- Location: Vanderbilt Law School • 131 21st Ave South • Nashville, TN 37203
- Room: Flynn Auditorium
- Contact: Antoinette Bolden
- Email: email@example.com
- Audience: Free and Open to the Public
2017 Victor S. Johnson Lecture and a celebration of Barry Friedman’s book, Unwarranted Policing Without Permission will be held in Flynn Auditorium of Vanderbilt Law School at 12:05 p.m. on Tuesday, March 14, 2017. Barry Friedman serves as the Director of the Policing Project at New York University School of Law, where he is the Jacob D. Fuchsberg Professor of Law and Affiliated Professor of Politics. He is one of the country’s leading authorities on constitutional law, criminal procedure, and the federal courts, having taught, written about, and litigated in these areas for over thirty years.
For much of the last four years, policing and surveillance often have dominated the headlines. In June of 2013, Edward Snowden shook the country with news that the government was conducting widespread surveillance of all of us. In August of 2014, the shooting of Michael Brown kicked off widespread protests in Ferguson, Missouri – protests which continued around the country after one officer-involved shooting following another. At the same time, “proactive” policing tactics like stop-and-frisk have been hotly-debated, and secret surveillance continues to be an issue, such as the use by law enforcement of Stingray cell-tracking devices. Most recently, the Trump Administration has threatened to send federal agents into Chicago to stop gun violence there, and has sought to enlist local police officers in immigration enforcement. Each of these may seem to be its own, separate problem, but in his talk, Barry Friedman will explain that they are all related – by a failure to engage in democratic policing. He also will discuss the work being done by the Policing Project at NYU Law to change things.

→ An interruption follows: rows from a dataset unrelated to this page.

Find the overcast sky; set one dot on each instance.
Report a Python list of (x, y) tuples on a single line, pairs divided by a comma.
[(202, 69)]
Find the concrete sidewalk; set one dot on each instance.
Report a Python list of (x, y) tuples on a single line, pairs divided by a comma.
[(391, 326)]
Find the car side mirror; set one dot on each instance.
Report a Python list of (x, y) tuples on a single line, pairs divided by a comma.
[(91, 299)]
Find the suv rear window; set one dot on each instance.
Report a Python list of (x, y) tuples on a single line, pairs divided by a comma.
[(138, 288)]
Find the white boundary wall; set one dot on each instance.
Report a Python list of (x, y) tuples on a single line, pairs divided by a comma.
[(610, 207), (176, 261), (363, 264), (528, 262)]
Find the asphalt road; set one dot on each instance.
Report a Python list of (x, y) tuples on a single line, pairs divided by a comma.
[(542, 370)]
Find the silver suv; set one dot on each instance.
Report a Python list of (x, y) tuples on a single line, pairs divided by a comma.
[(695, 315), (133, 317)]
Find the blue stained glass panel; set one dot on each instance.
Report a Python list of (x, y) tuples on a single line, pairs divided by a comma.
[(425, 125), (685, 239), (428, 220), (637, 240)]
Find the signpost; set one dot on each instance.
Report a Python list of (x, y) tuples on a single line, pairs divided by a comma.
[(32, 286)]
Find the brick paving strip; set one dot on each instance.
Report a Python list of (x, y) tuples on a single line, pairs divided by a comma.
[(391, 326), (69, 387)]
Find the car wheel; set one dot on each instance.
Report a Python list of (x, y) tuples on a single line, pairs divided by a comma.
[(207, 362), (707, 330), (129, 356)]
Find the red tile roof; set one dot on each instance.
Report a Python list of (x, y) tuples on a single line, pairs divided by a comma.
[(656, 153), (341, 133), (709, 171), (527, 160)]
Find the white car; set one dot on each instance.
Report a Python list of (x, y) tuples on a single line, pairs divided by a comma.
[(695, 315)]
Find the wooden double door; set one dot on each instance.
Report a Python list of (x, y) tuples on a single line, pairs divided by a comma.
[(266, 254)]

This event is free and open to the public and is made possible by the Victor S. Johnson Lecture which features a distinguished speaker who addresses a certain aspect of the law and its relation to public policy. The lecture is endowed by Victor S. (Torry) Johnson III '74 in honor of his grandfather. Lunch will be served.
Visitors should park in the Terrace Place Garage, spaces 41-92, at the corner of 21st Ave. South and Terrace Place, or the Wesley Place Garage, spaces 52-170, at the corner of 21st Ave. South and Scarritt Place. Parking costs range from $4.00 to $12.00 at these garages. Both are within walking distance of the law school.